In a statement, CIW’s Lupe Gonzalo declared:  “As the women and men who harvest tomatoes for multi-billion dollar corporations like Wendy’s and Publix, we believe ‘quality’ is not simply measured by the taste of a piece of fruit, but also by the guarantee of dignity and fundamental human rights for those of us who pick it.  For example, Wendy’s hollow code of conduct and superficial audits that do not include worker participation and meaningful enforcement cannot possibly achieve real protection of workers’ human rights. Neither can Publix’s continued rejection of their responsibility in the supply chain by mis-labelling our campaign with the supermarket, as the end buyer of tomatoes, a “labor dispute.” The Fair Food Program, driven by workers and rooted in partnership with participating retailers and growers, is a proven success model.  It is high time that Wendy's return to Florida and support the highest human rights standards in the produce industry today by joining the Fair Food Program which Wendy's competitors already support. And it is imperative that Publix, as a Florida-based grocer, also make this commitment to supporting the state’s farmworkers and growers who are participating in the Program."

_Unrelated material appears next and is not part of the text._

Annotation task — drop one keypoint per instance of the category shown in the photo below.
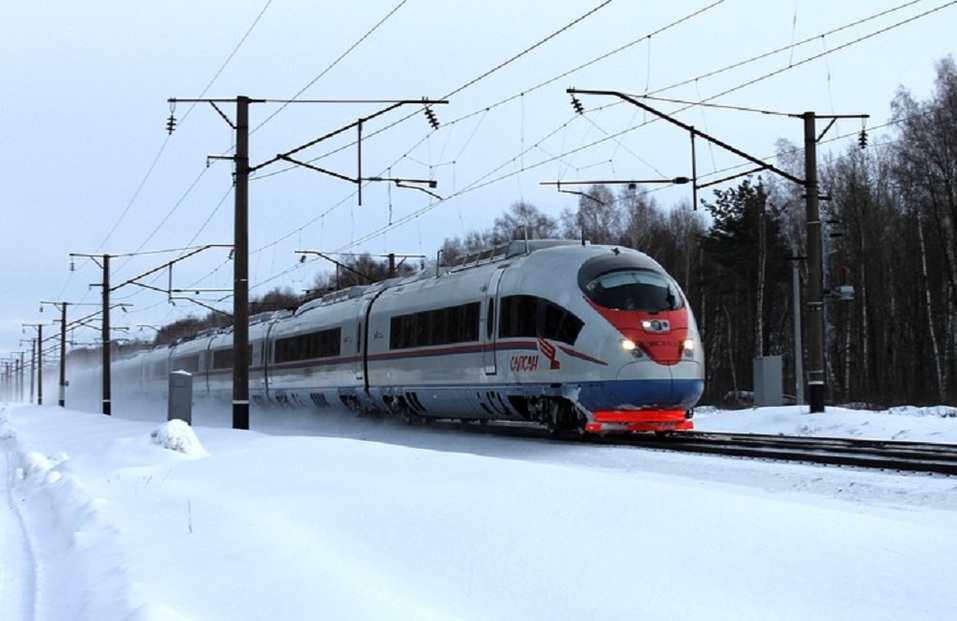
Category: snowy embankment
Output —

Gonzalo continued, “This national tour isn’t only about demanding human rights in Wendy’s and Publix’s supply chain. As we embark on the Return to Human Rights Tour, we will also carry the call for human rights of all people, in an age when those rights are facing grave dangers.  We join millions of others across this country in declaring that we will not slide backwards into the darker corners of our history, but rather will continue to march toward the horizon.”

About the Fair Food Program:  The Fair Food Program is a groundbreaking partnership among farmworkers, Florida tomato growers, and fourteen major food retailers, including McDonald’s, Burger King, and Walmart, heralded as “the best workplace-monitoring program” in the US on the front page of the New York Times.  Participating retailers agree to purchase exclusively from suppliers who meet a worker-driven Code of Conduct, which includes a zero-tolerance policy for slavery and sexual harassment.  Retailers also pay a “penny-per-pound” premium, which is passed down through the supply chain and paid out directly to workers by their employers. Since the Program’s inception in 2011, buyers have paid over $23 million into the FFP.   In 2015, the Program expanded for the first time beyond Florida to tomato fields in Georgia, North Carolina, South Carolina, Virginia, and New Jersey, and in the 2015-2016 season, the Fair Food Program expanded to two new Florida crops, strawberries and bell peppers.